We're operating a quite big deployment, our biggest region where this issue is the most impactful is 300 hypervisors over 2 AZs, 100 provider routed networks (we don't do SDN), 4 baremetal control plane nodes with 24 hyperthreads and 250GB RAM each, on which all Openstack servers are deployed (notably Nova, Neutron, Glance, RabbitMQ and HAProxy) except MySQL Galera which is alone on another 4 baremetal nodes.
* Step-by-step reproduction steps:
$ docker restart neutron_server
* Expected output: nothing
* Actual output: Hundreds of thousands of calls are emitted from neutron-server to nova-api, crippling our control plane for hours.
* Version:
** OpenStack version: Ussuri
** Linux distro, kernel: CentOS 7 for the host, CentOS 8 for the Kolla containers
** DevStack or other _deployment_ mechanism: Kolla-ansible 10.2
* Perceived severity: the call flood is basically taking our control plane down due to the load for the first 4 hours, and severely impacting its performance for the 4 next hours, everytime we restart neutron-server. As a result we are severely restrained in our capacity to restart neutron-server, which should be a non-event.

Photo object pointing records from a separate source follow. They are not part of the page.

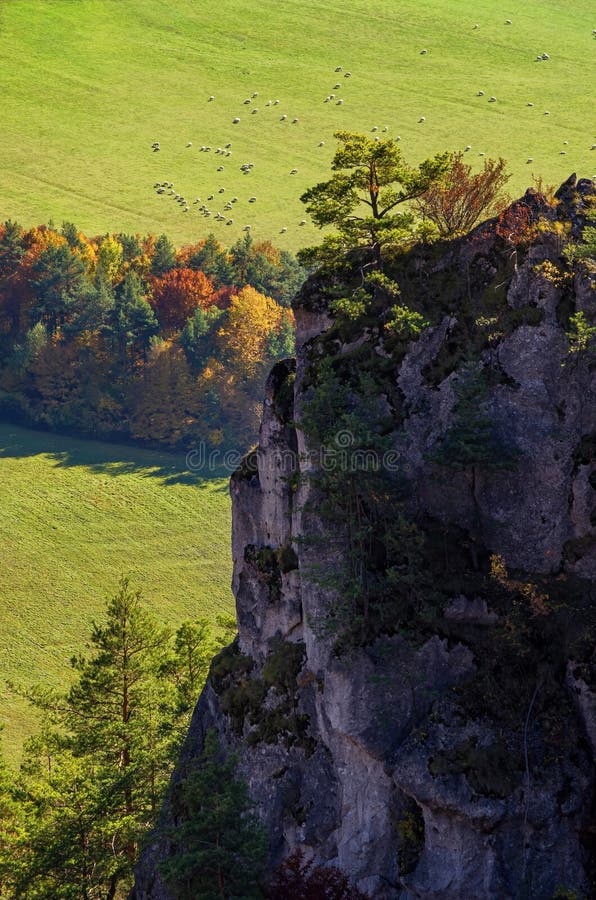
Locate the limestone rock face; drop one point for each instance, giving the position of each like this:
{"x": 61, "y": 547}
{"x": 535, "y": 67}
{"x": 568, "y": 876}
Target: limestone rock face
{"x": 378, "y": 766}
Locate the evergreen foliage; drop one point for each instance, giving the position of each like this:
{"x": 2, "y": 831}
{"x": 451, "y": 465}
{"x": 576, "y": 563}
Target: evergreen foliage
{"x": 361, "y": 200}
{"x": 93, "y": 778}
{"x": 218, "y": 845}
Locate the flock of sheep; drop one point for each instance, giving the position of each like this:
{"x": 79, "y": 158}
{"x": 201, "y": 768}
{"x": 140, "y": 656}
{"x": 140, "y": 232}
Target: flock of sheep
{"x": 167, "y": 188}
{"x": 253, "y": 108}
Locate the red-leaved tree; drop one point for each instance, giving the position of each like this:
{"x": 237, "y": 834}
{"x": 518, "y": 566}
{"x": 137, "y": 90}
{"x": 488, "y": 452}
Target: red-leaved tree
{"x": 461, "y": 198}
{"x": 300, "y": 880}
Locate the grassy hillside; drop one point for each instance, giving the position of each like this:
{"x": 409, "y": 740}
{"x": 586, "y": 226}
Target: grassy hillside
{"x": 86, "y": 88}
{"x": 74, "y": 516}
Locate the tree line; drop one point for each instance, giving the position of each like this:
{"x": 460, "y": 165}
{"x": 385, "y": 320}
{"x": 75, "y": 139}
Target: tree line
{"x": 123, "y": 336}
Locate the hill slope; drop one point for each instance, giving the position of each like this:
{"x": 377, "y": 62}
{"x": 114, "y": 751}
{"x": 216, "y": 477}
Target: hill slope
{"x": 76, "y": 515}
{"x": 87, "y": 87}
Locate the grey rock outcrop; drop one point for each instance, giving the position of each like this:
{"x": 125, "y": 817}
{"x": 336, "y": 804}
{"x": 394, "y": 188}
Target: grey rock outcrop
{"x": 378, "y": 766}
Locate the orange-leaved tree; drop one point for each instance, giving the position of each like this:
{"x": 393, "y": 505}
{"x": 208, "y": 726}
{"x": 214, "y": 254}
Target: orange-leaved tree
{"x": 252, "y": 319}
{"x": 176, "y": 295}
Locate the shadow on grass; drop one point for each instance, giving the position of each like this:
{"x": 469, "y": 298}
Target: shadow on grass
{"x": 195, "y": 469}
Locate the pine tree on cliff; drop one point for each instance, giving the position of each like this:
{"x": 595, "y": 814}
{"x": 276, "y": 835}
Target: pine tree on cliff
{"x": 362, "y": 198}
{"x": 219, "y": 843}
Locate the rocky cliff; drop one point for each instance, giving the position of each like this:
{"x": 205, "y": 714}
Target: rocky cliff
{"x": 423, "y": 716}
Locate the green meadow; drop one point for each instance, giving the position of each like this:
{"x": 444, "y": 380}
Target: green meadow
{"x": 87, "y": 87}
{"x": 76, "y": 515}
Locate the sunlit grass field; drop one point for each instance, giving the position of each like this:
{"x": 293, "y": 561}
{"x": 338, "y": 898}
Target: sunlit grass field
{"x": 76, "y": 515}
{"x": 86, "y": 87}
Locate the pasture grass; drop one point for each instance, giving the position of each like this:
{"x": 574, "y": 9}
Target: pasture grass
{"x": 75, "y": 515}
{"x": 86, "y": 87}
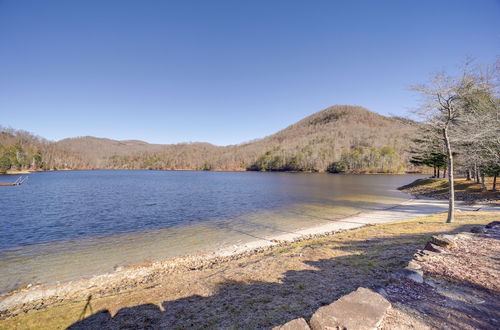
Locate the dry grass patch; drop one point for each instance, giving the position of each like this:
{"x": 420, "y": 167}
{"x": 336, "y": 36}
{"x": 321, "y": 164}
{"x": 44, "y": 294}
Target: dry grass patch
{"x": 262, "y": 290}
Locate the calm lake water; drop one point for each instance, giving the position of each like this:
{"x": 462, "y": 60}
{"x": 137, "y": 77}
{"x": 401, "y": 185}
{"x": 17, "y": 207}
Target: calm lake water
{"x": 60, "y": 226}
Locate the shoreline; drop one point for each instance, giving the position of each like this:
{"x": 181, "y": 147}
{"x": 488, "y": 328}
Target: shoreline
{"x": 40, "y": 296}
{"x": 29, "y": 171}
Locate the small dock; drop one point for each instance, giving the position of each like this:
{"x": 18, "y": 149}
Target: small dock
{"x": 18, "y": 182}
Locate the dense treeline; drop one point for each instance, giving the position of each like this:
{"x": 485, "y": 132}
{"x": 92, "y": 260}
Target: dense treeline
{"x": 461, "y": 128}
{"x": 339, "y": 139}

| Léo Gillot-Lamure (navaati-sg) wrote | #2 |
| Changed in neutron: | |
| status: | New → Confirmed |
| importance: | Undecided → High |
| Changed in neutron: | |
| assignee: | nobody → Miguel Lavalle (minsel) |
| Sahid Orentino (sahid-ferdjaoui) wrote | #3 |
| Sahid Orentino (sahid-ferdjaoui) wrote | #4 |
| Lajos Katona (lajos-katona) wrote | #5 |
| Sahid Orentino (sahid-ferdjaoui) wrote | #6 |
| Lajos Katona (lajos-katona) wrote | #7 |
| Sahid Orentino (sahid-ferdjaoui) wrote | #8 |
When Neutron server is starting, the in-memory variable ‘reported_hosts’ is an empty set. Whenever the segments reported by agents are already been initialized; The algorithm will execute the process of reporting mappings host/segments to Nova by creating for each segment an aggregate and by adding hosts.

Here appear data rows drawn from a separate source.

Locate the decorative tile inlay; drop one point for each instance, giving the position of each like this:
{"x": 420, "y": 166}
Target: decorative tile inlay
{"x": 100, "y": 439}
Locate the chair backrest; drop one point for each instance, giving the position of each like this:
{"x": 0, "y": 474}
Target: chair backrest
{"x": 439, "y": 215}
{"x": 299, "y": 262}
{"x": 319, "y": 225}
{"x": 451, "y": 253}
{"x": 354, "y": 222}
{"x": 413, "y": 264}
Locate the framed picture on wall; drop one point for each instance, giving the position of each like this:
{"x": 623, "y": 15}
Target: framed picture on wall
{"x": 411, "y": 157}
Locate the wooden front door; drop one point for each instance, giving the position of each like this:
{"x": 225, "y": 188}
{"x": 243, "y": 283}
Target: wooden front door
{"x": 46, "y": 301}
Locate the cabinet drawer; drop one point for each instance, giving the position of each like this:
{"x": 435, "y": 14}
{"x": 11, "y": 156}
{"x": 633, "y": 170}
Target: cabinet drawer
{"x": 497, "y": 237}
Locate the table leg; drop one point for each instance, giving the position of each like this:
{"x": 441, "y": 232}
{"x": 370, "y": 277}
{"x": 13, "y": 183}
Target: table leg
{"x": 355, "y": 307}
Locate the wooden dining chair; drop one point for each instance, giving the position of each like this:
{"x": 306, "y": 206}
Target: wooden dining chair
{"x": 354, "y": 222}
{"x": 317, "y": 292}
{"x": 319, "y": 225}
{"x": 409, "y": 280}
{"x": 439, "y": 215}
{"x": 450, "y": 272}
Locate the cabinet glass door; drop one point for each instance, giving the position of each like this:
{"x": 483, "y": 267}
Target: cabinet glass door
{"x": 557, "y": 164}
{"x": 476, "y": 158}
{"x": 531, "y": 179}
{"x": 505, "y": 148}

We can notice some points regarding the current process:
- It only reports mappings but does not report mapping that get removed (hosts or segments deleted)
- It reports mappings that already exist which lead to a terrible flood in Nova for large deployments using segments.
Even if mappings and aggregates are persistent, it seems reasonable during a restart of Neutron to execute such rebuilding process.
To fix the issue, one suggestion is to initialize an in-memory datastructure shared by workers with hosts/segments mappings. When Neutron starts, the first worker that could acquire the lock would retrieves from database the mappings. The process could then compare and validate mappings received by agents to report changes if needed.
If there are no changes on a mapping, we could expect to have the related aggregate also in-sync.
Miguel, does that sounds reasonable for you? I can see you assigned to the ticket would you share with us your thinking?